How Victorians stayed warm indoors
When winter temperatures fall into the teens, it’s a good time to appreciate the modern heating systems in today’s homes that work hard keeping inhabitants warm and to learn a bit about how most homes were heated during the Victorian era.
Throughout the 19th century, Americans were experimenting with new and different ways to heat their homes and cook their meals, according to Thomas J. Schlereth, in Victorian America: Transformations in Everyday Life.
“Patents for cast iron parlor stoves and kitchen ranges proliferated beginning in the 1840s,” he said. “Made in small foundries, such as the Dowagiac Round Oak Stove Company in Michigan, house stoves came in all shapes, styles, and sizes. At the 1915 Panama-Pacific Exposition one could still see displays of box, cannon, globe, or pot-bellied stoves, with all manner of flues, dampers, and grates.” Over 7,000 models of stoves were patented in America by 1910.
Coal was the predominant fuel source Victorian urban dwellers used for heating and cooking, but out on the plains, for the resourceful Victorian homesteader, just about anything combustible was used to stay warm. Homesteaders on the southwest plains in the 1880s burned mesquite, corn cobs, and even cow chips.

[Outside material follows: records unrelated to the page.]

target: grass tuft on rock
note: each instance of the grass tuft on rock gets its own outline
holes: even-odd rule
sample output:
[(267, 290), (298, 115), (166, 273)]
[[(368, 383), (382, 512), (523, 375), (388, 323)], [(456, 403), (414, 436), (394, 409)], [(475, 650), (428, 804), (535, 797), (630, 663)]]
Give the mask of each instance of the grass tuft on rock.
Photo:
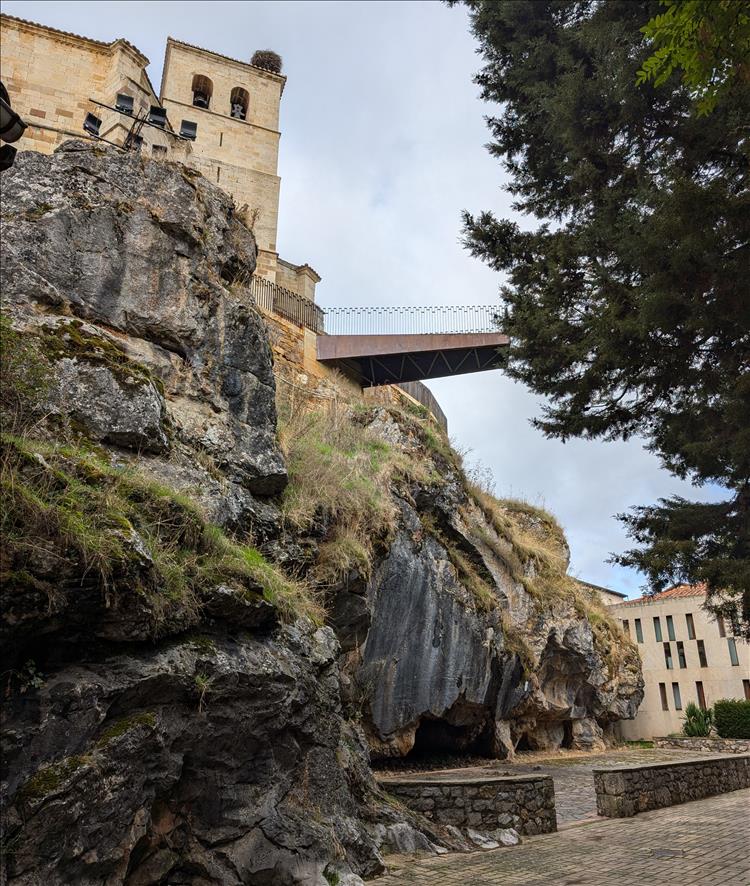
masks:
[(279, 402), (289, 472), (282, 513), (292, 531), (322, 532), (313, 577), (323, 585), (353, 569), (369, 576), (375, 548), (396, 529), (393, 486), (427, 479), (418, 460), (367, 429), (370, 414), (335, 401)]
[(0, 491), (0, 572), (11, 585), (19, 564), (43, 550), (58, 571), (78, 572), (107, 595), (142, 594), (157, 624), (175, 607), (197, 612), (217, 584), (262, 595), (285, 620), (322, 623), (308, 588), (207, 523), (186, 496), (111, 465), (95, 448), (3, 435)]

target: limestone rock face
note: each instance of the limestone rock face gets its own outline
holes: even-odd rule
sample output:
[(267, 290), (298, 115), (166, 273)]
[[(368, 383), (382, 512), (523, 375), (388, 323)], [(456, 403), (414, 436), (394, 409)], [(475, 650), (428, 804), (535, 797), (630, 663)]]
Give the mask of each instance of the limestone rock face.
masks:
[(13, 706), (12, 883), (322, 884), (331, 831), (311, 805), (352, 864), (381, 867), (330, 629), (217, 628), (137, 656), (92, 650)]
[[(415, 458), (435, 457), (415, 452), (389, 417), (370, 427)], [(398, 499), (399, 529), (367, 585), (369, 624), (360, 611), (359, 645), (349, 642), (346, 669), (367, 706), (373, 755), (604, 747), (643, 697), (637, 652), (595, 629), (602, 616), (594, 606), (590, 622), (588, 610), (564, 597), (538, 604), (457, 469), (444, 461), (436, 469), (437, 488), (413, 486), (411, 501)], [(461, 580), (457, 556), (476, 564), (490, 605), (478, 605)], [(341, 602), (350, 598), (340, 589), (335, 611), (351, 607)], [(521, 638), (523, 663), (512, 635)]]
[[(240, 539), (275, 538), (273, 365), (230, 199), (178, 165), (67, 143), (3, 173), (2, 242), (3, 311), (51, 366), (49, 444), (81, 440)], [(330, 628), (280, 626), (260, 586), (170, 594), (148, 538), (124, 519), (112, 532), (104, 586), (44, 545), (12, 564), (0, 880), (327, 886), (333, 871), (354, 886), (381, 871), (379, 828), (420, 824), (377, 790)]]
[[(160, 452), (171, 435), (251, 493), (283, 489), (270, 347), (243, 293), (257, 250), (226, 194), (66, 142), (18, 156), (2, 218), (4, 308), (44, 329), (58, 399), (93, 436)], [(128, 358), (140, 379), (118, 377)]]
[[(52, 367), (46, 442), (62, 429), (118, 477), (187, 493), (304, 577), (330, 525), (297, 537), (282, 518), (271, 350), (245, 285), (256, 247), (230, 199), (179, 165), (80, 142), (20, 154), (2, 185), (3, 310)], [(124, 518), (106, 581), (62, 530), (62, 553), (14, 561), (3, 883), (354, 886), (383, 869), (381, 847), (465, 845), (389, 803), (370, 752), (595, 748), (634, 715), (635, 653), (569, 601), (540, 608), (455, 464), (402, 419), (376, 410), (371, 431), (432, 480), (389, 488), (394, 531), (371, 574), (326, 586), (330, 627), (282, 626), (260, 579), (156, 587), (163, 548)], [(197, 569), (205, 549), (170, 541), (166, 567)]]

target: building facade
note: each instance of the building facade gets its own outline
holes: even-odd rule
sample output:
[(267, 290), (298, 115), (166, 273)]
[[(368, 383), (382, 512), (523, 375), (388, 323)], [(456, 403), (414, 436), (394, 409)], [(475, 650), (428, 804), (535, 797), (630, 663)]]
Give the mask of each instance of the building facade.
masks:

The settlers called this last resource “surface coal” and “grassoline.” Dried cow manure was cheap, readily available, and fairly efficient, although the smell probably took some getting used to. Even after the railroads began to bring coal to the region, homesteaders continued to rely on their “chip sheds” for ready sources of heating fuel.

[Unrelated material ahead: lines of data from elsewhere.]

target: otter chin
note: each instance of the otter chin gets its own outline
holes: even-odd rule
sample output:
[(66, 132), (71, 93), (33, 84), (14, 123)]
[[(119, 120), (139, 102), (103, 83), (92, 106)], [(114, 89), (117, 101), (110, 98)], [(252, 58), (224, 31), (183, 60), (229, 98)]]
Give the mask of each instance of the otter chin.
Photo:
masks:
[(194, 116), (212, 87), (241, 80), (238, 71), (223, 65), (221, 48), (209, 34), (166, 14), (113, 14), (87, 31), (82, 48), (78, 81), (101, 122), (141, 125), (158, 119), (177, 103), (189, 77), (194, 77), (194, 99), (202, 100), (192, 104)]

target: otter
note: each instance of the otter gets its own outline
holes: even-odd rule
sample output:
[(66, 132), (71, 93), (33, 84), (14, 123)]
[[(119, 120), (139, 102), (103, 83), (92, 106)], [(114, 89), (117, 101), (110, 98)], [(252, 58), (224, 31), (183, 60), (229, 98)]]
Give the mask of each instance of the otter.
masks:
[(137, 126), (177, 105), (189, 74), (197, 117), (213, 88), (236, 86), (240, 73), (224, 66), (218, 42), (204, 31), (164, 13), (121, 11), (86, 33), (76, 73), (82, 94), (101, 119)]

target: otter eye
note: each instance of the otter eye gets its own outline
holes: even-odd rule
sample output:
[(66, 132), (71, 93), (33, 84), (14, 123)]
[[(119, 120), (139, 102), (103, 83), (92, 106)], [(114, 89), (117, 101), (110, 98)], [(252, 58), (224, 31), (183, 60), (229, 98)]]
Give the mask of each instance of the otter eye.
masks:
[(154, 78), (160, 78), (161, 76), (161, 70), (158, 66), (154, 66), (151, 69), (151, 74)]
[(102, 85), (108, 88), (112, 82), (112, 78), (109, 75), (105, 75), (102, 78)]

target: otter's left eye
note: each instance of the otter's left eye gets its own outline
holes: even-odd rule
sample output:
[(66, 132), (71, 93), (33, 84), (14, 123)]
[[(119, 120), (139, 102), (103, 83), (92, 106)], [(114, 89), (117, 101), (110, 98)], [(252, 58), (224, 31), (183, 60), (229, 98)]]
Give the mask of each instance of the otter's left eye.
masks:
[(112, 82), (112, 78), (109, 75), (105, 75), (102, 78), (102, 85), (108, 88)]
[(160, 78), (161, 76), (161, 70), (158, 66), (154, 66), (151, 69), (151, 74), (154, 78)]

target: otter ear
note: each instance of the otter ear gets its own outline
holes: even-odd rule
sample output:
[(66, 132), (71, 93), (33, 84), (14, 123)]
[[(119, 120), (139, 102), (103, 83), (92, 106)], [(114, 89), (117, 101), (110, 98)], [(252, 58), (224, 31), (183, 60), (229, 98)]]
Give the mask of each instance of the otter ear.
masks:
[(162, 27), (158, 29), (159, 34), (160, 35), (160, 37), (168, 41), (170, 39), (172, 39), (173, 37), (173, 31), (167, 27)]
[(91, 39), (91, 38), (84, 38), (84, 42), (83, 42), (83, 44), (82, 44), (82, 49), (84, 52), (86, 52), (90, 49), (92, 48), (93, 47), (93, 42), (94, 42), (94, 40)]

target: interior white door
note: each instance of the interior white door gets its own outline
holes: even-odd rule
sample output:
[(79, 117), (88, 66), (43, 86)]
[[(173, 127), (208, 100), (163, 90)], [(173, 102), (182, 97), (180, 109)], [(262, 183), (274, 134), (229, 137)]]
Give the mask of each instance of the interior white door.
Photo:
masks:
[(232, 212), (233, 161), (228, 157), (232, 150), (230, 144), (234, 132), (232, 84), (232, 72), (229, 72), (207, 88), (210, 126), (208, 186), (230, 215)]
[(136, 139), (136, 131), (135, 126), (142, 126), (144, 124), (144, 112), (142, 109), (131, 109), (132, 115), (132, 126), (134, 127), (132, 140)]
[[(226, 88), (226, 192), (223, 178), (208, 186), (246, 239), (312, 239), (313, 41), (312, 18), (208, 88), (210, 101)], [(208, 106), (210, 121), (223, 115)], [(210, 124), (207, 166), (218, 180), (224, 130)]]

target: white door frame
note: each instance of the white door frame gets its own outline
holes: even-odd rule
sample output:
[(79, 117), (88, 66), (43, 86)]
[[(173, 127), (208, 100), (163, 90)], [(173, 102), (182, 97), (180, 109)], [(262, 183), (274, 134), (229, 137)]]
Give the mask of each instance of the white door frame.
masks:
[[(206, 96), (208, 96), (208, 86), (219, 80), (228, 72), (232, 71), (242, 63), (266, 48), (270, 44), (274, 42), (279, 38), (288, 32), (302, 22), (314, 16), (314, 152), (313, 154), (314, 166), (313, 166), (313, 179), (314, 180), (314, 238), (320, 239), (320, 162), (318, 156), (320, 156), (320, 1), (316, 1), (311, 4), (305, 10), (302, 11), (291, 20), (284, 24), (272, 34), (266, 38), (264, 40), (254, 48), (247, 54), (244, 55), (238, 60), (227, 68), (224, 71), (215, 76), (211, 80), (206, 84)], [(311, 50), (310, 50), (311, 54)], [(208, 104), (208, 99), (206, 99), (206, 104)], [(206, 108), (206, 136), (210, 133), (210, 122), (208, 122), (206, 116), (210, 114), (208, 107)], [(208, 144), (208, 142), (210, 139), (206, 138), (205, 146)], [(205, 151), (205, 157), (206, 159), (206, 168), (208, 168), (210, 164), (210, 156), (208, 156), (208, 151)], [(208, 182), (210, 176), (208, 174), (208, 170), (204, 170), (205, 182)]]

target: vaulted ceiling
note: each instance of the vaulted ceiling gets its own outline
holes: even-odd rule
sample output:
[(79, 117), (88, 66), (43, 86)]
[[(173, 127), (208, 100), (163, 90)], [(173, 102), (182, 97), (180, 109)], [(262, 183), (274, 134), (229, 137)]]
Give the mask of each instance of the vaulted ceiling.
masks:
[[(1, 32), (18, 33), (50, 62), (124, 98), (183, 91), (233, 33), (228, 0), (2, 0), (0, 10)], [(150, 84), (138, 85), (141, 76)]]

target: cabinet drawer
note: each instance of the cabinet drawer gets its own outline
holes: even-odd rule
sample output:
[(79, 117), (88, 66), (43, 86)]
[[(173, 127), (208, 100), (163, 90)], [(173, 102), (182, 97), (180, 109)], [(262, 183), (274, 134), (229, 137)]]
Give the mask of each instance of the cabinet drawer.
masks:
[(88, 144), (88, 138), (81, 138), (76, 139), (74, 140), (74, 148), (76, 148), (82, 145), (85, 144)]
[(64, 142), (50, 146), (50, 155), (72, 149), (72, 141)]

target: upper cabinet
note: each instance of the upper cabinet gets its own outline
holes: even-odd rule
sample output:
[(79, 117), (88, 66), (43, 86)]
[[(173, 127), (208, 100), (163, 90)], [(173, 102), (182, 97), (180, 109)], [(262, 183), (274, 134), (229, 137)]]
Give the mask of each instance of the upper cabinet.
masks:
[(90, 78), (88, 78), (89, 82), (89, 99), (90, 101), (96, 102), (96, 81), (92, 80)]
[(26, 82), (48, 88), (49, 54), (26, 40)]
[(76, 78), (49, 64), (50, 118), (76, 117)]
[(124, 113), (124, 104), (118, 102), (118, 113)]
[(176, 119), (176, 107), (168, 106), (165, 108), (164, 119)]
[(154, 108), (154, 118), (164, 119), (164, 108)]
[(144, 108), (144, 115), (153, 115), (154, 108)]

What of the typical urban Victorian during the winter months? Step inside one of Cape May’s Victorian homes today and look for the grates on the floors and ceilings that enabled hot air from below to move upwards into the upstairs bedrooms. Warm air rises, so in theory, the upstairs should be warm if a coal-burning stove was working below. For homes with a coal-powered furnace, ductwork made moving the heat through the house more efficient.
But the reality was that most Victorians woke up to chilly floorboards after a night spent sleeping in upstairs bedrooms. Thus, cast iron or ceramic bed warmers were slipped under the covers; bed drapes or canopies were hung around the bed, and Victorian sleepers might wear a nightcap—like that worn by Charles Dickens’ character Ebeneezer Scrooge. All these helped keep Victorians warm during the night—and could be just as useful today.
What of Cape May’s Victorian House Museum, the 1879 Emlen Physick Estate, and the family who lived there, Emlen Physick, Mrs. Frances Ralston, his mother, and his Aunt Emilie Parmentier? Originally, the house was heated by a coal furnace in the basement. Dr. Physick’s house was slightly more modern and luxurious than the average. It was not until 1885 that the majority of American houses were heated with coal rather than wood. The Physick House coal furnaces were loaded by hand.
“The ducts went up alongside the fireplaces, and there are still registers there today,” said Cape May MAC Curator Ben Ridings. “The coal was delivered in large sacks and stored in the basement. We still have the giant coal storage bin in the basement.”
By the end of the 19th century, the invention of low-cost cast iron radiators would bring central heating to America’s homes with a coal-fired boiler in the basement that delivered hot water or steam to radiators in every room. Hot water radiators were added to the Physick House in the early 20th century to serve part of the house. A boiler located in the cellar heated water which then rose through a loop of pipes that connected all the radiators. As the water cooled, it sank and returned to the cellar to be heated again. These early hot water radiators did not have pumps, making them less efficient than later versions.
The phrase, “Cold hands, warm heart,” first appeared in print in 1910. You know the term—it’s what you say with a kind smile when a person’s hand you reach for is ice cold. Knowing the Victorian social sensitivity and their heating systems, it’s fun to imagine it might have been a Victorian who started this little idiom, somewhere, sometime, back in the late 1800s.